Fikar bertemu dengan dua teman baru yang akan menjelaskan, mengapa kepindahannya ke rumah baru itu mungkin saja suatu langkah yang akan membawa malapetaka bagi keluarga mereka.
Fikar
akhirnya memutuskan keluar. Hanya jokes
garing ala bapak-bapak yang ia dengar di dalam dan ia pun hanya bisa menggerutu
melihat kemesraan kakaknya yang dirasanya tak tahu malu itu. Begitu menginjakkan
kaki di tangga depan, ia melihat dua anak SMA, masih dengan seragam putih
abu-abu, tengah berbicara tepat di depan townhouse
yang baru dibeli orang tuanya itu.
“Halo?” Fikar
tertarik dengan logo sekolah yang mereka kenakan di saku baju mereka. “Kalian
dari SMA Taruna Bakti Husada juga?”
Mereka
berdua, satu lelaki dan satu perempuan, menatapnya keheranan.
Melihat wajah
kebingungan mereka, Fikar segera menyibak jaketnya. “Lihat, aku dari SMA yang
sama, kelas tiga. Namun aku baru masuk Senin ini, jadi wajar kalian jika nggak
mengenaliku.”
“Oh, kau
siswa baru itu!” tunjuk sang gadis, “Aku sudah dengar tentangmu. Aku anak kelas
3 juga, tapi beda kelas.”
“Dan aku anak
kelas 2, tapi aku lebih tua dari kalian karena aku sempat tak naik tiga kali,
ah sudahlah …”
“Maaf, kalian
….” tunjuk Fikar.
“Namaku
Elliot, yah aku tahu, nama kebarat-baratan, tapi kau bisa memanggilku El.” Pemuda
itu mengajaknya bersalaman, “Dan ini …”
“Aku Radinda,
tapi kau bisa memanggilku Dinda.” gadis itu tersenyum ke arahnya, “Senang
berkenalan denganmu.”
“Oh, namaku
Zulfikar.” balasnya.
Gadis itu
kembali tersenyum, “Ya, kami tahu.”
“Uhm, kau
menempel namamu di baju seragammu.” tunjuk El. “Tak ada yang melakukannya di
sekolah kami. Karena itu kami tahu kau anak baru.”
“Eh,” Fikar
dengan heran menatap namanya, “Tapi ini diberikan dari sekolah kok.”
“Ya, kami
tahu. Tapi kau bisa jadi sasaran bully
jika orang-orang tahu namamu. Apalagi jika bertemu anak dari sekolah lain, kau
bisa jadi incaran.” balas Dinda.
“Oh, aku
tidak tahu itu! Nanti aku akan melepasnya. Terima kasih!”
“Ehm, kau
tidak kebetulan tinggal di tempat ini kan?” tanya El dengan ragu-ragu.
Fikar menatap
rumah-rumah lain di deretan townhouse
itu. tampak baru dan indah.

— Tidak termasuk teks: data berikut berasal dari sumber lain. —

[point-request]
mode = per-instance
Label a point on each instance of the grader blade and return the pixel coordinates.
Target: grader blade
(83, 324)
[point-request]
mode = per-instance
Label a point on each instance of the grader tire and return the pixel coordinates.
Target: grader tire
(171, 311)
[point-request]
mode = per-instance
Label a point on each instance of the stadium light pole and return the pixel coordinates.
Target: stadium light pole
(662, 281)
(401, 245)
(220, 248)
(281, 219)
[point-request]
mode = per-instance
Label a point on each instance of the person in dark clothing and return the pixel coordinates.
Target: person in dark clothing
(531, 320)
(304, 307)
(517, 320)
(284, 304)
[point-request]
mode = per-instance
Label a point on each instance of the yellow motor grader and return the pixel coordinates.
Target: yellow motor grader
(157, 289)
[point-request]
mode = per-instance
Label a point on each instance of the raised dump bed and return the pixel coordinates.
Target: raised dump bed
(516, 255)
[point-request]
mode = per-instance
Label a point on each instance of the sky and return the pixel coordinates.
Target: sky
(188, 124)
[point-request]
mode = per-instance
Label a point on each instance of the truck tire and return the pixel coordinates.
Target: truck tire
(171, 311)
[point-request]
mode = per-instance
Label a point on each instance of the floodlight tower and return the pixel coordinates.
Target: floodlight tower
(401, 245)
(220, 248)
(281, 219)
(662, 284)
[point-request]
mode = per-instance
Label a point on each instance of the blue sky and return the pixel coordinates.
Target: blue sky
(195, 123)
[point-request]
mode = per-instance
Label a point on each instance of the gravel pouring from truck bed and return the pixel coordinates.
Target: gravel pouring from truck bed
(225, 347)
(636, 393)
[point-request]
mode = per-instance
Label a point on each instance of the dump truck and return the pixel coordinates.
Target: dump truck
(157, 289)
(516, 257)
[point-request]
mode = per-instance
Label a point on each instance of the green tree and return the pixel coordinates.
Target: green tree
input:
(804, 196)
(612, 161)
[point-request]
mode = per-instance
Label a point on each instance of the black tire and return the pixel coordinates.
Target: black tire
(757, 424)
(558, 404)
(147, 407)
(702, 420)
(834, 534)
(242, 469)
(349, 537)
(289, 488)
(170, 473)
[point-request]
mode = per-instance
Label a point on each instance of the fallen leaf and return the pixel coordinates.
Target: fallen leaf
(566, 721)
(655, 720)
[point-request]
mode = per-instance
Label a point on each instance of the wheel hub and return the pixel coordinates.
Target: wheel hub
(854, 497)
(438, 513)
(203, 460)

Namun cara kedua teman barunya itu memandang
rumahnya, entahlah, seperti rasa takut?
“Sayangnya iya,”
jawab Fikar, “Papaku baru saja membeli rumah ini dan mamaku juga kebetulan
adalah agen properti yang menjual keempat rumah lainnya di townhouse ini kepada para pemiliknya sekarang. Ada apa memangnya?”
“Kutebak
ayahmu membelinya dengan harga murah?” selidik El lagi.
“Ya, kurasa
begitu. Jika dibandingkan dengan amenities
yang kami dapatkan, maksudnya ada tiga lantai, lokasinya di pusat kota dan
dekat halte busway, kurasa iya.”
El dan Dinda
saling menatap.
“Apa kau tak
curiga mengapa mereka menjualnya dengan harga murah?”
“Kenapa
memang?” Fikar memicingkan mata.
“Astaga, jadi
kau benar-benar tak tahu?” tanya Dinda keheranan.
“Tahu apa?”
“Kita
tunjukkan kepadanya?” El menatap Dinda, meminta persetujuannya. Fikar hanya
mampu menatap mereka dengan keheranan.
***
Kedua remaja
itu mengajak Fikar memutari kompleks townouse
itu. Mereka bahkan terlihat lebih mengenal tempat itu ketimbang Fikar sendiri.
“Lihat!
Untung belum dirubuhkan!” El menunjuk ke sebuah tembok dengan warna putih yang
kusam, sebagian juga telah menyerah ditelanjangi waktu dan menyisakan fasad batu
bata merah yang berlumut. Namun, masih ada yang tersisa dari masa lalunya: sebuah
tulisan masih terbaca di dindingnya.
“Pribumi?” tanya Fikar heran. Iapun
menoleh ke arah kedua teman barunya itu. “Apa ini?”
“Kau pernah
dengar Tragedi Kerusuhan Mei 1998?” tanya Dinda.
“Tentu saja,
kita pernah belajar itu kan pas pelajaran sejarah di sekolah? Kerusuhan yang
terjadi saat krisis moneter yang menyebabkan mundurnya Presiden Soeharto dan
menandai berakhirnya masa Orde Baru?”
“Jadi kau
pasti tahu asal tulisan ‘Pribumi’ ini?”
Fikar menoleh
ke arah tembok yang menyisakan relik tempo dulu itu dan menatapnya lekat-lekat.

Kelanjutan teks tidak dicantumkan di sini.